New Plants on Atlantic Coast Will Increase Speed to Europe — A Circle of the Globe.

    In a plan to span the Pacific Ocean for the first time by wireless and to increase the service between New York and London it was announced yesterday that a contract for eight wireless telegraph stations, the most powerful in the world, has just been awarded by the Marconi Wireless Telegraph Company to the J. G. White Engineering Corporation, contractors of this city. The stations will be located in pairs, a receiving and a sending station, thirty miles apart, so that the incoming and outgoing messages will not interfere with one another. The stations are to be placed at Oahu, in the Sandwich Islands; Tamales Bay and Bolinas, Cal.; near Belmar, N.J., and one in Eastern Massachusetts at a point to be definitely selected later.
    These stations, it was said, would form part of a globe-girdling system which will continue to the East by way of Japan, so as not to interfere with the United States Government wireless station at Manila; and thence ultimately to India, connecting the West with European stations. These stations, it was said, will not only permit the transmission of messages across the Pacific, but will greatly increase the capacity and speed of the service between New York and London. They will have the longest range and the highest power of any wireless stations ever built. This range, it was estimated, would vary from 4,000 to 6,000 miles for each station. The stations must be attuned each to a different note to keep from interfering with each other and with existing stations. The Japanese Government, from which the company has received permission to locate a subsequent wireless station at some point on the coast of Japan to be selected later, had the first choice of notes for this system, and the new stations had to choose notes not pre-empted by the United States Government.

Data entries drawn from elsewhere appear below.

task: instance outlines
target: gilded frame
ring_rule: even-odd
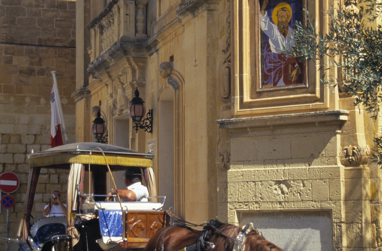
[[[302,0],[308,6],[316,30],[322,32],[327,1]],[[321,62],[306,64],[306,84],[261,87],[260,5],[261,0],[233,1],[232,81],[235,86],[234,114],[277,114],[327,109],[329,88],[320,83]],[[248,53],[249,52],[249,53]]]

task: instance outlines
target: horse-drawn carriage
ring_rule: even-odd
[[[153,158],[151,154],[121,147],[86,143],[31,154],[25,215],[19,229],[21,240],[10,240],[18,242],[20,249],[26,250],[51,250],[53,246],[53,250],[78,251],[143,249],[149,238],[168,224],[162,210],[165,197],[155,196]],[[121,201],[115,196],[106,201],[110,197],[107,174],[129,167],[141,169],[142,183],[150,196],[154,196],[145,202]],[[45,169],[60,170],[59,173],[67,175],[66,215],[32,216],[36,189],[41,185],[39,176],[49,173],[42,171]]]
[[[266,242],[253,227],[242,229],[217,219],[206,222],[199,231],[163,210],[165,197],[155,196],[153,158],[98,143],[68,144],[31,154],[25,214],[19,229],[21,239],[0,239],[17,243],[21,251],[170,251],[186,247],[187,251],[203,251],[215,246],[211,241],[216,242],[218,251],[281,250]],[[106,201],[111,197],[107,174],[132,167],[141,168],[142,181],[151,197],[144,202],[121,201],[119,196]],[[32,216],[39,176],[50,173],[43,172],[44,169],[67,173],[65,214]],[[109,177],[112,186],[120,188]],[[178,224],[170,223],[173,221]],[[256,249],[258,241],[265,241],[268,245],[261,246],[266,249]]]

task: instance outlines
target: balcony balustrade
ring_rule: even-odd
[[[106,52],[122,38],[144,38],[148,0],[112,0],[88,25],[90,62]],[[126,40],[126,39],[125,39]]]

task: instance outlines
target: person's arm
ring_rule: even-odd
[[[61,208],[61,210],[62,211],[63,213],[66,213],[66,207],[62,204],[62,202],[61,202],[60,200],[58,200],[57,201],[58,202],[58,204],[60,205],[60,208]]]
[[[43,211],[43,213],[44,214],[48,214],[49,213],[50,211],[50,208],[52,206],[52,201],[50,201],[50,205],[47,205],[46,206],[45,206],[45,208],[44,208],[44,211]]]
[[[263,1],[263,4],[261,5],[261,9],[260,10],[261,15],[263,16],[265,16],[265,9],[266,9],[266,7],[268,6],[268,5],[269,4],[269,0],[264,0],[264,1]]]
[[[129,189],[118,189],[118,194],[120,195],[120,198],[127,201],[137,201],[137,195],[135,193],[131,190]],[[117,190],[113,189],[109,194],[117,194]]]

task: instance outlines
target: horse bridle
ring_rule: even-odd
[[[203,248],[204,250],[206,250],[207,249],[207,247],[208,246],[210,246],[212,248],[214,248],[215,247],[215,245],[214,243],[212,243],[211,242],[210,242],[209,241],[207,241],[205,240],[206,237],[207,236],[207,232],[208,232],[209,230],[208,228],[208,227],[210,227],[211,228],[213,228],[214,230],[215,230],[216,231],[219,232],[220,234],[224,236],[226,238],[228,238],[229,239],[231,239],[234,241],[234,243],[236,244],[238,247],[239,250],[237,251],[243,251],[243,242],[244,242],[244,239],[247,236],[247,230],[248,229],[251,228],[250,230],[254,230],[259,235],[263,237],[262,233],[260,232],[258,229],[254,227],[253,227],[253,224],[252,223],[248,223],[245,226],[241,229],[241,231],[240,231],[239,234],[237,236],[236,236],[235,238],[232,238],[230,236],[227,235],[224,232],[223,232],[222,231],[220,230],[218,227],[216,227],[214,224],[212,223],[212,220],[210,221],[210,222],[206,222],[203,224],[198,225],[192,222],[189,222],[188,221],[186,221],[183,219],[181,219],[176,215],[175,215],[173,213],[172,213],[170,211],[166,211],[166,213],[168,215],[168,216],[171,217],[173,220],[174,220],[174,221],[176,221],[180,224],[179,225],[173,225],[172,226],[170,226],[170,227],[167,227],[167,228],[166,229],[165,231],[162,232],[161,235],[159,236],[159,237],[158,238],[158,239],[156,240],[156,243],[155,244],[155,249],[154,251],[156,251],[156,247],[158,245],[158,241],[159,241],[159,238],[160,238],[160,237],[161,236],[162,237],[162,246],[161,247],[160,251],[164,251],[164,235],[166,234],[166,232],[169,230],[170,228],[171,228],[171,227],[173,227],[174,226],[181,226],[183,227],[192,229],[189,226],[192,226],[194,227],[196,226],[203,226],[203,230],[202,231],[202,233],[201,234],[201,235],[199,236],[199,238],[198,238],[198,240],[197,241],[197,242],[196,243],[193,244],[193,245],[191,245],[188,246],[186,246],[184,248],[184,250],[185,251],[194,251],[197,250],[197,251],[202,251],[201,248]],[[217,217],[216,217],[216,221],[217,221]],[[241,236],[240,236],[241,234]],[[203,237],[204,236],[204,237]],[[197,249],[195,249],[195,247],[197,247]],[[234,247],[233,247],[233,250],[232,251],[235,251],[235,244],[234,244]]]

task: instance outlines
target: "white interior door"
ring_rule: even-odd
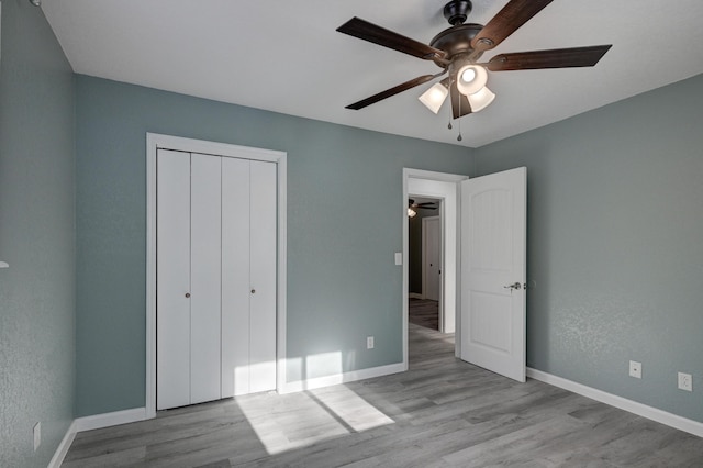
[[[461,359],[525,381],[524,167],[460,182]]]
[[[439,300],[442,269],[442,230],[439,216],[422,219],[423,272],[425,299]]]

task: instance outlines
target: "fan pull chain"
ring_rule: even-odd
[[[459,136],[457,136],[457,142],[461,140],[461,97],[459,96]]]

Each station will sing its own note and be recognizable thereby.
    The poles for the stations will be the tallest wireless poles ever known. They will be 400 feet high, and in some instances may go up to 430 feet, as high as the Palisades. There will be twelve poles at each station arranged in a great semicircle covering a square mile.
    The method of erecting the poles is unique. They will be sectional, constructed without scaffolding, and bolted together in ten-foot lengths. The basket from which the work is done is hoisted above the open end of the ten-foot lengths on an inner pole which is raised by means of a heel rope.
    The antennae with which these wireless stations will feel the waves that are coming aggregate 82 miles in length, and the "grounding" requires 40 miles of underground, or plowed-in wires.
    The power plant of these stations is arranged to give a thousand horse-power spark. All of the vast receiving stations will be 30 miles away at right angles from the line on which the sending stations are designed to send so as to avoid the etheric disturbances caused by them. They will be best able to gather up from the atmosphere enough of the attenuated incoming wireless from distant stations to make a faint buzz on a telephone receiver, to make which probably requires less energy than that necessary to actuate any other known physical instrument.
    The plans of the Marconi Company, it was said, include stations to be built by the British Marconi Company in Africa, Europe, and Asia, and stations to be erected in Japan and South America. A tentative scheme of such a girdle around the world was outlined as follows: From San Francisco to Oahu; from Oahu to the east coast of Japan; from Japan to Singapore; Singapore to Bangalore; Bangalore to Aden; Aden to Cairo; Cairo to London; London to Clifden, Ireland; Clifden to Glace Bay; Glace Bay to New York; New York to Panama; Panama to Bolinas, Cal.
    The approximate cost of carrying out the projected wireless bridge across the Pacific could not be learned yesterday. It was said, however that the engineering work on the eight new stations had already been started and that engineering forces would shortly be sent to the field. The contract is one of the first of the J. G. White Engineering Corporation. The work on the new stations, it was estimated, would be completed and the stations put into operation in the Fall of the year.